When selecting an air conditioner, consider the following three characteristics carefully: the energy efficiency rating, sizing, and the system’s components.
Energy efficiency rating
In the United States, we rate an A/C’s energy efficiency by how many British thermal units (Btu) of heat it moves for each watt-hour of electrical energy it consumes. Every residential air conditioner sold in this country has an EnergyGuide Label, which features the A/C’s heating and cooling efficiency performance rating, comparing it to other available makes and models.

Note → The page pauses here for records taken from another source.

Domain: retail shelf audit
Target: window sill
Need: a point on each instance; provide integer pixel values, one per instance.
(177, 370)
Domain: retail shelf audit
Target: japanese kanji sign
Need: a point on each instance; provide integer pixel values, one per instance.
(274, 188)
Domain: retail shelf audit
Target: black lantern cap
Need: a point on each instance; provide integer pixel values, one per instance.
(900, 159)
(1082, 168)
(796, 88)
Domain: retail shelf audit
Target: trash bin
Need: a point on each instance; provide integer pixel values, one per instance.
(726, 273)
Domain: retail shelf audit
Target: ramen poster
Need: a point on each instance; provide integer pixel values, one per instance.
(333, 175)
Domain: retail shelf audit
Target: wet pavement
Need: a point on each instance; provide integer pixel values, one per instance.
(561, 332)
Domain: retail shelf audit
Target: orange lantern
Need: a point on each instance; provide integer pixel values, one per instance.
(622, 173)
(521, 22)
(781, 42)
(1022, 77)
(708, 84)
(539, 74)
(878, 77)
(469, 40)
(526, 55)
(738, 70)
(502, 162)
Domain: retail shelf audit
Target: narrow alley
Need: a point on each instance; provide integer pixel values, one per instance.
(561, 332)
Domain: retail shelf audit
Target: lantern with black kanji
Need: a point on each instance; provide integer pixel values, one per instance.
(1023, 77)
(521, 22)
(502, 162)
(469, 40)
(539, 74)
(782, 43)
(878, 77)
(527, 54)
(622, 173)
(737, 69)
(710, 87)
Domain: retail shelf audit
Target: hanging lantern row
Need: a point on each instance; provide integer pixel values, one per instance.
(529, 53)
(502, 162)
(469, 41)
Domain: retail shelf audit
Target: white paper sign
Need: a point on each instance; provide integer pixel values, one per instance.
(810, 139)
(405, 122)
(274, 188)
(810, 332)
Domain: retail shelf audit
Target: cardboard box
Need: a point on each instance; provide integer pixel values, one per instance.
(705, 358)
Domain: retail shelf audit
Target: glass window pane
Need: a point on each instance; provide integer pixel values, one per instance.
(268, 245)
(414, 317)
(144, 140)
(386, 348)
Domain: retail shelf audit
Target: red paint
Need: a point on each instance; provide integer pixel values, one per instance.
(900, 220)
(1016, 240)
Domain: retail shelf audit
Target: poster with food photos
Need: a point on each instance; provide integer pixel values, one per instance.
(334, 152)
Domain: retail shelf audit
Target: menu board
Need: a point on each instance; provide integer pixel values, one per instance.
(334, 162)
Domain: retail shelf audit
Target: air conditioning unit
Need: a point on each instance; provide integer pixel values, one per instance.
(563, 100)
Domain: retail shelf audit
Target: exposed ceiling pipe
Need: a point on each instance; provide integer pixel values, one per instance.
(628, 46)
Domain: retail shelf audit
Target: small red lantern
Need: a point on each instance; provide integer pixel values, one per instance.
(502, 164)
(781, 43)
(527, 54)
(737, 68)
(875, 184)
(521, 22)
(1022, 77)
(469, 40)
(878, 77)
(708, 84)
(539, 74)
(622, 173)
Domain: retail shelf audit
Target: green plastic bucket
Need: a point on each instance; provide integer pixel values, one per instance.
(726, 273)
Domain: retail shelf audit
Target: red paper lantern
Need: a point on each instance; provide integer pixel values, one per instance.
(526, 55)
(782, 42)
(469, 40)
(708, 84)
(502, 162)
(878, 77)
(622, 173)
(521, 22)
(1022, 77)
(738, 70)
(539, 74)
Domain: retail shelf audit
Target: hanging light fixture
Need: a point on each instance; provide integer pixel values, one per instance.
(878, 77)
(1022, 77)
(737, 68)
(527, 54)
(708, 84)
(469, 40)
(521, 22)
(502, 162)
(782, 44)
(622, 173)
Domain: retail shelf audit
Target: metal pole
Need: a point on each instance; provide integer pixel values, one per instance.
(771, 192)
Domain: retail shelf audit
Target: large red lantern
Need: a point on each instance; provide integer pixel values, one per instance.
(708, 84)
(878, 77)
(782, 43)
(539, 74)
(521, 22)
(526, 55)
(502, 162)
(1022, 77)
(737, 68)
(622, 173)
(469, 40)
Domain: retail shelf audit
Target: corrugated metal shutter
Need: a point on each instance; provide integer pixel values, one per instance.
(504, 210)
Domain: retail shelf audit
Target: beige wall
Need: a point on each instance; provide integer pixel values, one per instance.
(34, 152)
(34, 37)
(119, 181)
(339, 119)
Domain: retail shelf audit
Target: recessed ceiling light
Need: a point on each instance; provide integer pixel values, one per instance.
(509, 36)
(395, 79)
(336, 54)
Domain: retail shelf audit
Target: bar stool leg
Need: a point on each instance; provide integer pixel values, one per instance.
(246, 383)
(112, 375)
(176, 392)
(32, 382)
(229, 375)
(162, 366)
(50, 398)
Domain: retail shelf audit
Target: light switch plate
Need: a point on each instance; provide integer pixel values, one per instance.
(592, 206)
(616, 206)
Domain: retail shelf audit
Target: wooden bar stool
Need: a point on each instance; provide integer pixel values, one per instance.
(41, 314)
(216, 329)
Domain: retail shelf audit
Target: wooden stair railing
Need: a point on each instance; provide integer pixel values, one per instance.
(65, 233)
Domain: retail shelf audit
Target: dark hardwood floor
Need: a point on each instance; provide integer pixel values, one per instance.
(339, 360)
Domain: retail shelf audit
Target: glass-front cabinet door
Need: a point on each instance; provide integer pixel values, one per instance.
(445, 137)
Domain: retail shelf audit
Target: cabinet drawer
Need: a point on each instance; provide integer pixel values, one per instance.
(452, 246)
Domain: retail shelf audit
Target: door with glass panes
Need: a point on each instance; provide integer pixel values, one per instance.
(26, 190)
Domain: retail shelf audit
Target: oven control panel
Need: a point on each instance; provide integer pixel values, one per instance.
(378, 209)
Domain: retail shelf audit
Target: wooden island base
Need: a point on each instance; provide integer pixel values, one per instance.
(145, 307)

The Heating Seasonal Performance Factor (HSPF) rates both the efficiency of the compressor and the electric-resistance elements. The HSPF gives the number of Btu harvested per watt-hour used. The most efficient A/Cs have an HSPF of between 8 and 10.
The Seasonal Energy Efficiency Ratio (SEER) rates an air conditioner’s cooling efficiency. In general, the higher the SEER, the higher the cost. However, the energy savings can return the higher initial investment several times during the air conditioner’s life. Replacing a 1970s vintage, central heat pump (SEER = 6) with a new unit (SEER=12) will use half the energy to pr ovide the same amount of cooling, cutting air-conditioning costs in half. The most efficient air conditioners have SEERs of between 14 and 18.
You’ll find the Energy Star label sponsored by the U.S Department of Energy (DOE) and the U.S. Environmental Protection Agency (EPA) on air conditioners with an HSPF of at least 7 and a SEER of at least 12. Many new air conditioners exceed these ratings, but looking for this label is a good way to start shopping for one.
When selecting a new air conditioner, it’s important that you determine the proper size needed for your home. Bigger is not better. Oversizing causes the air conditioner to start and stop more frequently, which is less efficient and harder on the components than letting it run for longer cycles. A properly sized A/C will also provide you with better comfort and humidity control than an oversized one.The heating and cooling capacity of air conditioners is measured in Btu per hour. The cooling capacity is commonly expressed in “tons” of cooling capacity each ton equaling 12,000 Btu per hour. Correct sizing procedures involve complex calculations, which are best performed by an experienced contractor, who uses sizing methods accepted by the A/C industry. Don’t employ a contractor who guesses the size of the air conditioner needed. Rule-of-thumb sizing techniques are generally inaccurate, often resulting in higher than necessary purchase and annual energy costs.
You and your contractor should discuss options that will help improve your home’s comfort and the economy of your air conditioner. Regarding ducts, for example, it’s important to carefully consider their design and materials, as well as the proper amount of space they require. Check your home’s blueprints to see if the architect and builder have planned adequate space for ducts and fans. Heating and cooling contractors complain that they often have to squeeze heating and cooling systems into spaces that are too small, resulting in constricted ducts and inadequate airflow.Except for packaged systems, you’ll also need to select the proper type of indoor coil for adequate summer moisture removal.